Minimally Invasive Spinal Surgery
Mininmally Invasive Surgery (Key Hole Surgery) is concept that is gaining traction in the world of spine surgery. Whilst a consensus definition remains elusive, the ultimate aim of minimally invasive surgery is to minimize the surgical footprint, consequently decreasing post operative pain and allowing expeditious recovery. In order for minimally invasive surgery to be successful, the surgical goals; decompression of neural elements and stabilization of diseased segments remain unchanged.
This surgery is performed through a one inch incision in the back. The herniated disc fragments are removed to relieve external pressure on the nerve . Patients are encouraged to commence the rehabilitation process as early as 4 hours after surgery.

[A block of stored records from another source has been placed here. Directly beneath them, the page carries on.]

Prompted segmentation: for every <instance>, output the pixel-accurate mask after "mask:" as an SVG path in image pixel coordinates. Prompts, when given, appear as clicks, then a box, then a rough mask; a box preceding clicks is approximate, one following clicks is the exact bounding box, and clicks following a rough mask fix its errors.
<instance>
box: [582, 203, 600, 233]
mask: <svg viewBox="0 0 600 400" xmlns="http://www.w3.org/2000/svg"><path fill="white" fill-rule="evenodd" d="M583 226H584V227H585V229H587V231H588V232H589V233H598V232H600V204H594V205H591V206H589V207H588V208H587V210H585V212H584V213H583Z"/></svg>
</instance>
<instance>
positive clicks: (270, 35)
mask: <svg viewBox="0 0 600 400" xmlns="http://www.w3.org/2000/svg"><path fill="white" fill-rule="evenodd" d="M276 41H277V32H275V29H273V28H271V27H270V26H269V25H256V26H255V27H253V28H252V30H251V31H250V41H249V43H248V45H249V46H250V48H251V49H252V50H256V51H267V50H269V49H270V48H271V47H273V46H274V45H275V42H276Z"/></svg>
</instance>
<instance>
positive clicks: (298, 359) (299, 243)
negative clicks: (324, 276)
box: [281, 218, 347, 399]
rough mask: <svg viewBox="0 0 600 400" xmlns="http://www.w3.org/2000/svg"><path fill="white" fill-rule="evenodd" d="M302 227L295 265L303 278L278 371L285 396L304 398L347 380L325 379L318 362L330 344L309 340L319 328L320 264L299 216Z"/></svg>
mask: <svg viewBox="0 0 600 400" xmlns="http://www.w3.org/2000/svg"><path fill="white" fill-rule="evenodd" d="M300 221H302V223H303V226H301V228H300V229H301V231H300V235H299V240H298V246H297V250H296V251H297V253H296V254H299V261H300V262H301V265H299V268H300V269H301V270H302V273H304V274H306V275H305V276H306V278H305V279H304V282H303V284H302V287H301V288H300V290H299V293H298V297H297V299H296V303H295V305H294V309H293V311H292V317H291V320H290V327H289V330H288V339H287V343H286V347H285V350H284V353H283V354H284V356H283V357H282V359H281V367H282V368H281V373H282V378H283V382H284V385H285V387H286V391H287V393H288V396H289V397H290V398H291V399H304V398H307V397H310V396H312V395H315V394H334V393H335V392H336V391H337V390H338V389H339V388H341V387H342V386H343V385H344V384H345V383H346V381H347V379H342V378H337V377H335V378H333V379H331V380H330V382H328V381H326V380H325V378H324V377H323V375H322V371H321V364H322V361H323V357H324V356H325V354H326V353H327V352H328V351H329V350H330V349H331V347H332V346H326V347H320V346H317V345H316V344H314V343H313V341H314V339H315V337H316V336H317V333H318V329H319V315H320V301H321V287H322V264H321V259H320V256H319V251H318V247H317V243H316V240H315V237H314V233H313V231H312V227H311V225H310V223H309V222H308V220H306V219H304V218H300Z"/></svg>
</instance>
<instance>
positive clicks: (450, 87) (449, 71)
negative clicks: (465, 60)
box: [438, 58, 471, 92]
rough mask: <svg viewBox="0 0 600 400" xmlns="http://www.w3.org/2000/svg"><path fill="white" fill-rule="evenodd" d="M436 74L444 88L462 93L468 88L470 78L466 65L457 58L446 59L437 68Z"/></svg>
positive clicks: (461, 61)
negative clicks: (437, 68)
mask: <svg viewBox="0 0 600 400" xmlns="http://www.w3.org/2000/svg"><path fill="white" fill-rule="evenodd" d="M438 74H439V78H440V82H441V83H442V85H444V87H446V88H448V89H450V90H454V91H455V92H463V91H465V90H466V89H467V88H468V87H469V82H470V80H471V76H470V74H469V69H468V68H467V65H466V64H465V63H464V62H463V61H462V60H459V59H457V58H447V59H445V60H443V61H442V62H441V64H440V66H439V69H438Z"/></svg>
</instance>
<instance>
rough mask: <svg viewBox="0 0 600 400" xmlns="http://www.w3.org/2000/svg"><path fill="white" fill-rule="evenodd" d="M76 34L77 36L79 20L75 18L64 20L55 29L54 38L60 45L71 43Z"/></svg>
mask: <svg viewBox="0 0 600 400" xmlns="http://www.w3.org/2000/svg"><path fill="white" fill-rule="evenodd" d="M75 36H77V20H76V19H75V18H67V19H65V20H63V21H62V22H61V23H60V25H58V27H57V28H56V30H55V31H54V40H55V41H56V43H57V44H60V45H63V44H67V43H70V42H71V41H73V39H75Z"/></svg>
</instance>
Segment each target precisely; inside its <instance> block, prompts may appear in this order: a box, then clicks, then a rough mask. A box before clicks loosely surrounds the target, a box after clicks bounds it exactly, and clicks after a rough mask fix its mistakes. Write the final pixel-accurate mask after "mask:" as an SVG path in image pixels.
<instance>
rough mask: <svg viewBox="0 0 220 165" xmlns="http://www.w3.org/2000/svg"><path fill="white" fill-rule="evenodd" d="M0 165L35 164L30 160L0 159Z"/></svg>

Transforaminal Lumbar Interbody Fusion (TLIF)
This surgery involves parallel incisions roughly half to one inch in length. The spinal column is approached without disruption of the adjacent musculature. Decompression and stabilisation are achieved without undue retraction of neural elements
Minimally Invasive Posterior Instrumentation
This technique involves two half-inch incisions. Pedicle instrumentation is inserted, without disruption of the spinal musculature, conferring stability of the spinal column.
Lateral Interbody Fusion
This surgical technique involves a 2 inch incision in the flank. The spine is approached through the psoas muscle. Due to the proximity of nerves subserving function to the lower limb, electrophysiological monitoring is employed during these cases. Studies have demonstrated high fusion rates as well as an ability to decompress nerves.
Anterior Lumbar Interbody Fusion (ALIF)
This technique has evolved as one of the predominant surgical technique in the treatment of discogenic back pain . This technique involves an incision about 3-4 inches in length in the front of the abdomen. the abdominal contents are gently retracted to facilitate access to the spinal column. This technique has the advantage of high fusion rates and preserving the muscles which stabilize the spinal column.